In a statement, Mr Rudd said patients in the bush had higher mortality rates with some cancers.
"With some cancers, patients from rural areas are up to three times more likely to die within five years of diagnosis than their urban counterparts," he said.
"Regional Cancer Centres will enable regional Australians to receive care closer to home and their community."
Full article is here:
I guess as we see the odd ½ billion here and there pretty soon it will add up to ‘real money’. Don’t get me wrong this is vitally needed infrastructure for a segment of the population who have fallen well behind in clinical outcomes.
However I have a suggestion for a few percent of that amount which would also make a difference.
Yesterday the US announced the following:

ONC awards $84 million to expand health IT workforce

By Mary Mosquera
Monday, April 05, 2010

The Office of the National Health IT Coordinator last week awarded $84 million in grants to 16 universities and junior colleges to develop education and training programs to boost the number of skilled health IT workers available to help healthcare providers over the hurdles of adopting health IT.
ONC aims over time to reduce an estimated shortage of 50,000 workers in the health IT sector of the economy.
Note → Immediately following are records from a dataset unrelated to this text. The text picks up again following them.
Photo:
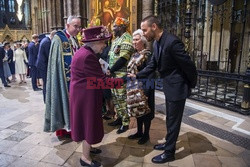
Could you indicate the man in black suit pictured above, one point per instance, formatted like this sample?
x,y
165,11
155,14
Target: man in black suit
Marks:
x,y
179,76
43,58
2,54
That workforce is an important part of making the meaningful use of electronic health records a reality, said Dr. David Blumenthal, the national health IT coordinator, in the announcement April 2.
Among the grant awards, five community colleges received $36 million to establish a multi-institutional program within each designated region, totaling up to 70 community colleges participating. The awardees included Pitt Community College in North Carolina, and Bellevue College in Washington.
Each college will create non-degree training programs that can be completed in six months or less. The training program will focus on people who already have some background in health or information technology. Another $34 million will be available to the community colleges in the second year.
Lots more detail here
Now I am sure for an amount of less than $10 million we could establish and staff 3-4 lead centres across the country and leverage what we already have into a real capability that could really stimulate interest and provide the skills we will surely need at some time in the future.
Of course I am sure a good deal of the course development work being done in the US could also be of much use here!
Some small seeding funds could build the relationships etc needed to make a serious start!
I know work has been done on all this by the Australian Health Informatics Education Council
Also see here for a recent document looking at the area globally.

National and international health informatics workforce and education initiatives, methodologies used and outcomes achieved:

a review of the literature

Prof Evelyn J S Hovenga
Project Officer for the ACHI Education Committee
A draft for presentation to and input by members of the interim AHIEC
January 2010
Additionally DoHA has also undertaken some workforce assessment ages ago under the Australian Health Information Council banner:
See here:
Since then there has also been other sporadic work over time culminating in a major review undertaken by HISA and funded by DoHA.
See here:
Essentially we have had enough reports. Time for action and the spending of a few dollars! Of course I am also a bit worried that all the free money will be used up - we do have a few dollars of debt at present, post GFC you know! - and that there will be nothing for e-Health!